Monday, May 9, 2011
Rabbits part II, the traps
This is not the first time I've been down the urban garden path. It's also not the first time rabbits followed me. When I lived on Madison's East side, I put in a few tomato plants, a veritable basil forest, some herbs and a few flowers. I build some beds on the south side of both my house and garage from some bricks Jay no longer wanted, and due to the protected environment, both the basil and tomatoes thrived. It was looking like an early tomato crop. Until...
Just as a tomato started to get red, maybe a day before I was ready to harvest it, something, some varmint from the depths of hell saw a reddish orb, pulled it down, took one bite and threw it to the ground. Apparently, said varmint didn't like tomatoes. Good, more for me. Until...
Then next day, another tomato was coming into redness, just one more day and it would be perfect, picked off the vine and eaten right there among the plants. But by the cover of darkness, another creature of the night plucked it down, took a bite and threw it to the ground. Another spoiled vegetable with just a bit out of it.

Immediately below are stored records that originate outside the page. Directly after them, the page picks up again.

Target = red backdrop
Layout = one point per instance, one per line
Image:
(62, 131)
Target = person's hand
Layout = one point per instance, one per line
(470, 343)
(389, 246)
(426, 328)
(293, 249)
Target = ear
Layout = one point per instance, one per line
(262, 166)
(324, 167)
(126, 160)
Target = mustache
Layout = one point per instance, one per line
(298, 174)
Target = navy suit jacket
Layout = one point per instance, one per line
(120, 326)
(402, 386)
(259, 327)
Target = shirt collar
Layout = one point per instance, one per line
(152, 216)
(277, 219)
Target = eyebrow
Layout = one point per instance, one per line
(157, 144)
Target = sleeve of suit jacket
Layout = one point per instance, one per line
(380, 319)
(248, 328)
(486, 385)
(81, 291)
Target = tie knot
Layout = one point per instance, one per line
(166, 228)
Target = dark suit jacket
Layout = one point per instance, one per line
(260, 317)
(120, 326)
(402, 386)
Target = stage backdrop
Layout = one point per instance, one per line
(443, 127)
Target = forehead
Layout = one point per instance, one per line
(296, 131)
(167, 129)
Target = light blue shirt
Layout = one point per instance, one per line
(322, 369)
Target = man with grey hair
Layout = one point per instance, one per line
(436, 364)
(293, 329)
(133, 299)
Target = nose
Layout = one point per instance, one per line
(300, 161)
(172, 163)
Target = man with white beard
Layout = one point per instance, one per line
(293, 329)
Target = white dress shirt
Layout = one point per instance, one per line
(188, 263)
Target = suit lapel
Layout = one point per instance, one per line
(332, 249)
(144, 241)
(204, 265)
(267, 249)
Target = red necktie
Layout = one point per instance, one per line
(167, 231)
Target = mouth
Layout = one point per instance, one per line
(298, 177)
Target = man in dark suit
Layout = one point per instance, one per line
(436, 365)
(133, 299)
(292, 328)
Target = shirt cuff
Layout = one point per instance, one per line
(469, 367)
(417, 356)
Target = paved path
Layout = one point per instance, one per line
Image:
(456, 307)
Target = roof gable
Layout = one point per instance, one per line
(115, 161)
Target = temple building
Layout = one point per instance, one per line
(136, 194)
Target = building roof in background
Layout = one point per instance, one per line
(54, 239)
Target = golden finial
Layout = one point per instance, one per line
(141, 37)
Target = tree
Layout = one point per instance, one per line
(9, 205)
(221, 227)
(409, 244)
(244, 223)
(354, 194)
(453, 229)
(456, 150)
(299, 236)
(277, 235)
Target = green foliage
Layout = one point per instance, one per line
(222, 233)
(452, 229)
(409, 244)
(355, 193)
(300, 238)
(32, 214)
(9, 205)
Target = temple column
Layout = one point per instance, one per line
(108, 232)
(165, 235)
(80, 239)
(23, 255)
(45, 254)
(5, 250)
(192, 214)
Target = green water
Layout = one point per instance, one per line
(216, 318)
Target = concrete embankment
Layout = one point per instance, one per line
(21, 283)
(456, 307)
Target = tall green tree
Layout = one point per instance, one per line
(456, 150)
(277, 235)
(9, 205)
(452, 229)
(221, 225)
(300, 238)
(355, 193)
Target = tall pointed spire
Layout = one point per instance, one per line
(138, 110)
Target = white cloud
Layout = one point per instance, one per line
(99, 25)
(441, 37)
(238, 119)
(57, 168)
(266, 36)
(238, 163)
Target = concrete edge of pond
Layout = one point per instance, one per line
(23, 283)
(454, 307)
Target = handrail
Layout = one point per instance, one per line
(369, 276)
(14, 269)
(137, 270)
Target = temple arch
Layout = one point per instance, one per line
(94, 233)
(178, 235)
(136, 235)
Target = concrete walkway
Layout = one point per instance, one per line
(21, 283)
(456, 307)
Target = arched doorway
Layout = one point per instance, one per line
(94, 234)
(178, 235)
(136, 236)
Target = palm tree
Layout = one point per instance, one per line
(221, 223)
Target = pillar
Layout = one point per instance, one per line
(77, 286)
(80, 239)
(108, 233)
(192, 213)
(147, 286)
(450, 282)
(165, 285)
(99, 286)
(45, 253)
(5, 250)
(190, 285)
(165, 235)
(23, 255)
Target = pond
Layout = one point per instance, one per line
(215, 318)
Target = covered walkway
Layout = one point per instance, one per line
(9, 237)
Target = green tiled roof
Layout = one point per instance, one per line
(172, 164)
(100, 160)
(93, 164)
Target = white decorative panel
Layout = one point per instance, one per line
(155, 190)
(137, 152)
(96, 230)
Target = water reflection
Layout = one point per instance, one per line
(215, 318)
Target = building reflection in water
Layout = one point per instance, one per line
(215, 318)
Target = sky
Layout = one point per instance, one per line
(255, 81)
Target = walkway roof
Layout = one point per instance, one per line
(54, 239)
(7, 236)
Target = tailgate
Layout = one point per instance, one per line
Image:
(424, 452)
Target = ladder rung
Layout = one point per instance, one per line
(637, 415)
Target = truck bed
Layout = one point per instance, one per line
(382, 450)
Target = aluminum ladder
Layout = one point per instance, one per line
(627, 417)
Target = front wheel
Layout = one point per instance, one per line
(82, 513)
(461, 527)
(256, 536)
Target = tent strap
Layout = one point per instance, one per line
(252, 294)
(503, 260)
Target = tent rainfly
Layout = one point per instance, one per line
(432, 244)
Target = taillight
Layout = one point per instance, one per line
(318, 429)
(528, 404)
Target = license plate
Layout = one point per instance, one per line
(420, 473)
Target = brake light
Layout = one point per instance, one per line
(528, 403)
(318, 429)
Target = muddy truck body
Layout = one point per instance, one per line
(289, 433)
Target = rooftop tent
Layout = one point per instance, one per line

This went on for a week, and farmer Josh was turning red himself. So I went to Farm & Fleet, certain to find a varmnit solution. I walked up and down the sporting good aisle where I had my eye on a small pellet gun revolver. But after assessing the associated noise and living in close quarters with nature loving East siders, I decided I needed a stealthier way to get rid of the vegetable raiders.
Poison was out, who knows what would be attracted to it? Live trap was no good, what was I going to do, drive whatever I caught to Monona and drop it off in someone else's garden? Somewhere the idea of using a rat trap came to mind. Big, effective, concealable among the vegetables. I bought five.
I went home and set one up inside a tomato cage so I wouldn't accidentally trap a cat, dog or a bird. I put a screw through the wooden trap platform and tied a wire to the screw, and then tied it to a stake driven deep into the ground. I got this idea thanks to my brother who once set mouse traps just inside a chase between floors, and then lived for a week with the sound of a mouse dragging the trap to places my brother could never get to. The last thing I needed was an animal crawling off to one of my neighbors and pointing in my general direction.
It was mid-day on the weekend, so I started to mow the lawn. I checked the trap 15 minutes later, just to see it. My eyes did what a vole's can't, they opened wide to find a freshly dead vole among the tomatoes. I pried open the trap, released the body and reset the trap, humming success to myself, but not sure what I'd do with the body. I put it in a grocery bag in my garage and went back to mowing.
Fifteen minutes later I checked, and found a chipmunk just short of a ripe tomato. I reset the trap and was feeling pretty good about my plan.
Fifteen minutes later I found one of the chipmunk's relatives.
Fifteen minutes later, a rabbit.
Fifteen minutes later, another rabbit.
As the bodies piled up I realized I hadn't thought through to disposal. On the farm, we simply threw dead animals into the field "for the coyotes," or whatever ate dead animals over night, because they were always gone the next day.
In the city however, I needed a more discreet disposal method. The garbage wouldn't be picked up for six days. The storm sewer crossed my mind, but I like the lakes too much to do that. I decided to bury them but it was getting late, so I left them in the bag just outside the garage.
It rained for several days so I couldn't dig the hole to bury the evidence. When the rain stopped, I went to the far end of my yard, moved the mulch aside from a small tree and dug a hole. While I was doing this I was on the phone talking with my then boyfriend, now husband, Jay. I went over to pick up the body bag and gagged. It reeked of death and the contents were animated. Now, the five animals had not zombified, but they may as well have. Flies had found a perfect home for their newborn, and the bag was alive with maggots. I gingerly picked up one handle of the grocery bag, gagging from the smell, and quickly carried it to the back of the yard, spilling the smaller and animated inhabitants along the way.
I got to the hole and poured the gelatinized contents into the hole and quickly covered up the evidence.
Jay's version goes like this, "NEVER EVER CALL ME WHEN MOVING DEAD ANIMALS AGAIN." Apparently his sympathetic responses reacted from afar and he was gagging on the other end of the phone. The good news is I had no more damage that year and put the traps away.